Diary over Finite Fields

515ひかるの日記と雑文

「自分の言葉」を書かない人

こんな人って本当に居るんだな、って話。

僕はこのブログなり、他の場所なり、文章を書くときには自分の言葉で書くことを重視している。この記事も特に参考にするものはなく、テキストエディタだけ開いて書いている。知識系やコマンドを書くときは調べたりコピペしたりすることもあるが、最近は思っていることを書くことのほうが多いので、思うためには何かを参考にする必要もない。何も見ないで思ったことをそのまま文章にしている。

自分ではない誰かがやったことを自分がやったように見せない、という当たり前のルールを守るためである。

僕は卒業論文1を書いたときに、基本的なルールとして剽窃はしないこと、すなわち「自分がやっていないことを自分がやったように見せること」はしないように教わった。自分がやったことと、自分ではなく他者がやったことはその文章だけで判断できるようにすること、すなわち他者の業績は適切な引用をして自分の業績ではないことを明確にすること2。それが例え研究者にはならなくとも文章を書くときに絶対に守らなければならない基本的なルールである、と。

ついでに言うと、文章を書いているときに他者の言葉を混ぜるのはそれなりの技量が必要なことで、引用が多すぎる文章や不適切な引用が混じっている文章はかえって読みにくかったり一貫性を欠いていたりする。
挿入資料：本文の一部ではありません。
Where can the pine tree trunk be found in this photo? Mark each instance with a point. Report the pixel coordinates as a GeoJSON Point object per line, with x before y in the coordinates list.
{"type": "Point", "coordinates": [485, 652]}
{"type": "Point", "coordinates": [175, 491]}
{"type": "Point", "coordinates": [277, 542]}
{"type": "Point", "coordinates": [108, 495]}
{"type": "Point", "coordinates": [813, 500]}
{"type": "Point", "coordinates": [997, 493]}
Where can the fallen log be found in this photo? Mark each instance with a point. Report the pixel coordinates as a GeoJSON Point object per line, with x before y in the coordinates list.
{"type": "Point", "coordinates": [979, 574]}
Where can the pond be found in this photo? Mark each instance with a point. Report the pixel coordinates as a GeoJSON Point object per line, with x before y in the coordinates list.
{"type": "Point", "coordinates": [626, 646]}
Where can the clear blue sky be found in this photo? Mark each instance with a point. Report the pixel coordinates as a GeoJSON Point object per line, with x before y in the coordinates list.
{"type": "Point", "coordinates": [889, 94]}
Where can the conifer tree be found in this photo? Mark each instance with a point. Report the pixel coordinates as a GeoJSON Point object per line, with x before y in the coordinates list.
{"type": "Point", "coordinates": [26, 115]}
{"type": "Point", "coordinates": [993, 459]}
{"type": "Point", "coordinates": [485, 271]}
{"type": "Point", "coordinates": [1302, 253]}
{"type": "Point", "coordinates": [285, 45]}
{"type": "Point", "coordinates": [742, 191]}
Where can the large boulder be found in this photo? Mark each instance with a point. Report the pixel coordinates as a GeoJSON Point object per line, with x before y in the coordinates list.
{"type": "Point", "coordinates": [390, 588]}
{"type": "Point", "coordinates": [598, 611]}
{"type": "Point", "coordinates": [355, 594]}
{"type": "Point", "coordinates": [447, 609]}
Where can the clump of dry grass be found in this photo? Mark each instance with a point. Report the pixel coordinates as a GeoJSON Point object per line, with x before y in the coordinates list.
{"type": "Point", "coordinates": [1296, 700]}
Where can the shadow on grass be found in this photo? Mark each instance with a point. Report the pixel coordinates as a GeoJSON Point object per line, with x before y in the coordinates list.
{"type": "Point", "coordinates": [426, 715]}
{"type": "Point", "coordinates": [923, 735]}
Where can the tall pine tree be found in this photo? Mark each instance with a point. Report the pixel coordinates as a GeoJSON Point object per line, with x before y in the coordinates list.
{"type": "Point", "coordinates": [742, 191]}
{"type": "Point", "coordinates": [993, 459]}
だから僕はあまり引用をしない。多くの場合、自分で書くよりも引用した方が頭を使うからだ。

上に書いたのはあくまでも大学、つまりアカデミアの話だと思われるかもしれないが、他者の実績や作品に敬意を払うというのは、目上の人に敬意を払うレベルの常識だと感じている。

だから、僕には不思議なのだが他者が書いたものを切り貼りして自分が書いた文章として納品あるいは公開できるのが僕には不思議でならない。仕事であっても、Qiitaの記事であっても、なんでも。

例えば、同じ会社の人が過去に作った文章をほぼそのままの形で(僕の著作物でなく会社が作ったものとして)流用するというなら理解できるし、そのほうが仕事は早く終わるだろう。これは別に問題はないと思う。

だが、誰かの書いた見出しに合わせ、別の誰かの書いた内容を切って箇条書きにして貼る、これのどこか「あなたの仕事」なのだろうか。あるいは「あなたが書いた記事」なのだろうか。まずとても読むに耐えないし、書いた本人でさえ理解していないとバレバレである。そんな文章をよく公開できるな、などと思う。

時間がない、締め切りが近い、そんな言い訳で自分を騙せるような人間にはなりたくない、そんなことを思う年度末。

Footnotes

1 とは言っても名ばかりで一度くらいしか教員に読まれていないが。

2 引用文は2字下げしたり、斜体フォントに変えたりするのは形式の違いで筆者の言葉か筆者以外の言葉かを明らかにするためのものだと思っている。